India’s Ministry of State for Finance has begun cracking down on hundreds of illegal offshore betting sites, including dozens of gaming apps, Yogonet reported December 11.
In his report to Parliament’s lower house, Minister Pankaj Chaudhary said that the banned platforms include Parimatch, Fairplay, 1XBET, Lotus365, Dafabet, and Betwaysatta.
According to the Economic Times, the minister added, “Ministry of Electronics and Information Technology (MeitY) blocked a total of 581 applications under section 69A of IT Act, 2000 which includes 174 betting and gambling related applications, 87 loan lending applications, and other applications including gaming applications like PUBG, GArena Free Fire, etc.”
Some of the action took place after investigations by the Enforcement Directorate (ED). In November the ministry banned 22 illegal apps and websites following a probe by the ED that included raids on Mahadev Book in Chhattisgarh.
Early this year the government amended the IGST Act (The Integrated Goods and Services Tax Act) which requires offshore gaming sites be registered locally.
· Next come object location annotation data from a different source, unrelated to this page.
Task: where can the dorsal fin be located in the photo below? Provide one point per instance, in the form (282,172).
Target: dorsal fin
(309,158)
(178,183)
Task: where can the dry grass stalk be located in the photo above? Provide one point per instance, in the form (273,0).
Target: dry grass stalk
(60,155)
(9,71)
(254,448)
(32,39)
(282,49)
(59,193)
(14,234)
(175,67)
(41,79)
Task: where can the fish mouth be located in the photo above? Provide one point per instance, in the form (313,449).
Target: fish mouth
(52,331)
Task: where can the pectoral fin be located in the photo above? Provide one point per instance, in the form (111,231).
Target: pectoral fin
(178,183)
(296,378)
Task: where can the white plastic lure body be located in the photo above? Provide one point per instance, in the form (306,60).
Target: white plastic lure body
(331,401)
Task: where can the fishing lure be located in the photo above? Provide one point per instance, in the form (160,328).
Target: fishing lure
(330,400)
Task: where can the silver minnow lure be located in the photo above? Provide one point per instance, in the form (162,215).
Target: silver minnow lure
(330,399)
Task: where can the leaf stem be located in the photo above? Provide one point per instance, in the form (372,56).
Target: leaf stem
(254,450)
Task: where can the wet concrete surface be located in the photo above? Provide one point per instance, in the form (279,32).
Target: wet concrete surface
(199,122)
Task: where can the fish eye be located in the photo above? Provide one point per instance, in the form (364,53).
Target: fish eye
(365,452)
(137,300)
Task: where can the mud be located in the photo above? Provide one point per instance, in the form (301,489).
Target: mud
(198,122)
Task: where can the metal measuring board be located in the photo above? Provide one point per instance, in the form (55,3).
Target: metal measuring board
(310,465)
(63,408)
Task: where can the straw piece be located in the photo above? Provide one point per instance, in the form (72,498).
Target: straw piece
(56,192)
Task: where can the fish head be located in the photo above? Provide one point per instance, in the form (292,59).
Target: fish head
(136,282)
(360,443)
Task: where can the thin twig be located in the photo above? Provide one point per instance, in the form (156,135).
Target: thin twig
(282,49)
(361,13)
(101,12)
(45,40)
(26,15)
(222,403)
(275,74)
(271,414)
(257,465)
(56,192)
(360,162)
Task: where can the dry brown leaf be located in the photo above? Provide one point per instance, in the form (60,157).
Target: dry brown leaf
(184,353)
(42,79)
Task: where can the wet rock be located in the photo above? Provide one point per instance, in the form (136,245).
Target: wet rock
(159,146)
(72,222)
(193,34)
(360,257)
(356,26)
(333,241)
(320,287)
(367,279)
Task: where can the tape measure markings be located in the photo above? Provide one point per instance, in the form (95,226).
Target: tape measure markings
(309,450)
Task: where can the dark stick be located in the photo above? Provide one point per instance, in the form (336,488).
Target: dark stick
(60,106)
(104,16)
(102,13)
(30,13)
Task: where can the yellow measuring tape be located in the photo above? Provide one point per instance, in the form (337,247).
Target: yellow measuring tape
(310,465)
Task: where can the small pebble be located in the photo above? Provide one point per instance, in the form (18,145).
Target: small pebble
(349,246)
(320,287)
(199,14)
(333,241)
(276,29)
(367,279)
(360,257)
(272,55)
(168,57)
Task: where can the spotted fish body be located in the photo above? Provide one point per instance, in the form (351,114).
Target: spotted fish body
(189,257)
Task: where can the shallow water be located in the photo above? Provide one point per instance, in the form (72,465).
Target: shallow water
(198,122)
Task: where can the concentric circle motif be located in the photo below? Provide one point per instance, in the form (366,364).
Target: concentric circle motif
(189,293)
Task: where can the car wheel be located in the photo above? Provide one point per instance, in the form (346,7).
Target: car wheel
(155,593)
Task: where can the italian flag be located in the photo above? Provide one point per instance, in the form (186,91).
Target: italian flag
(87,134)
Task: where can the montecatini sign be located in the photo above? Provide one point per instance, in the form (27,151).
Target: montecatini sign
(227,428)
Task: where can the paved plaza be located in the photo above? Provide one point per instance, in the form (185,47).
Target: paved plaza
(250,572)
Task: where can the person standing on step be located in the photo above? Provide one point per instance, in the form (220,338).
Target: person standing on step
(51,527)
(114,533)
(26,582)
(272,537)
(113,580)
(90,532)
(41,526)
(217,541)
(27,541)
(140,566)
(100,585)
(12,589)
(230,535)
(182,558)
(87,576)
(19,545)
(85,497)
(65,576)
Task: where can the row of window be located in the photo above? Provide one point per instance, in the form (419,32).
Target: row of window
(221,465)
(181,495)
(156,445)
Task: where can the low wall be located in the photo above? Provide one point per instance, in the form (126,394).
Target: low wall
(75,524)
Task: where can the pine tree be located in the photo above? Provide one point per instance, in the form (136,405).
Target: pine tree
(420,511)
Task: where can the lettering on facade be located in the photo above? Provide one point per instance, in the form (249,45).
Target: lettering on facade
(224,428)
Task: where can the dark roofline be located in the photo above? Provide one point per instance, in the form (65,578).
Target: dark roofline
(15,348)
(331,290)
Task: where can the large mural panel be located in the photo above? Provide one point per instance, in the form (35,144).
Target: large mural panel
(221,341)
It also blocked nearly 140 black market sites, although some are still active. It is pressing offshore gaming operations and platforms by going after proxy bank accounts that use cryptocurrency and hawala (a method of transferring money without actually moving currency) among other methods.
In October the Times warned that the government uncovered more than 100 illegal sites using domain farming.
In a separate but related development, the largest gaming firm in India, Delta Corp has won interim relief by the High Court of Calcutta for a demand by a state government for back taxes, Inside Asian Gaming reported. Delta has been hit by a flurry of demands from state governments in claims that add up to more than its net worth.
For example, in October, the Directorate General of GST Intelligence, Kolkata demanded Rs 6,384 crore ($766 million) in back IGST taxes. Delta filed court papers stating that the claim was based on “gross bet value of all games played at the casinos during the relevant period,” and compared it to efforts by the country’s GST Council to tax gaming deposits of operators at 28 percent.
The company declared, “Demand of GST on gross bet value, rather than gross gaming revenue, has been an industry issue and various representations have already been made to the Government at an industry level in relation to this issue.” It promised to exercise all its legal options.
The relief granted by the High Court of Calcutta was to a Delta subsidiary, Deltatech Gaming Ltd. The court ruled “no effect shall be given to any order passed by the Tax Authority in relation to the show cause notice for the above demand without the leave of the Hon’ble High Court.”
The Sikkim High Court issued a temporary stay on a similar demand a month ago by the Directorate General of GST Intelligence, Hyderabad for Rs 628 crore ($75.5 million) in back taxes for the Casino Deltin Denzong.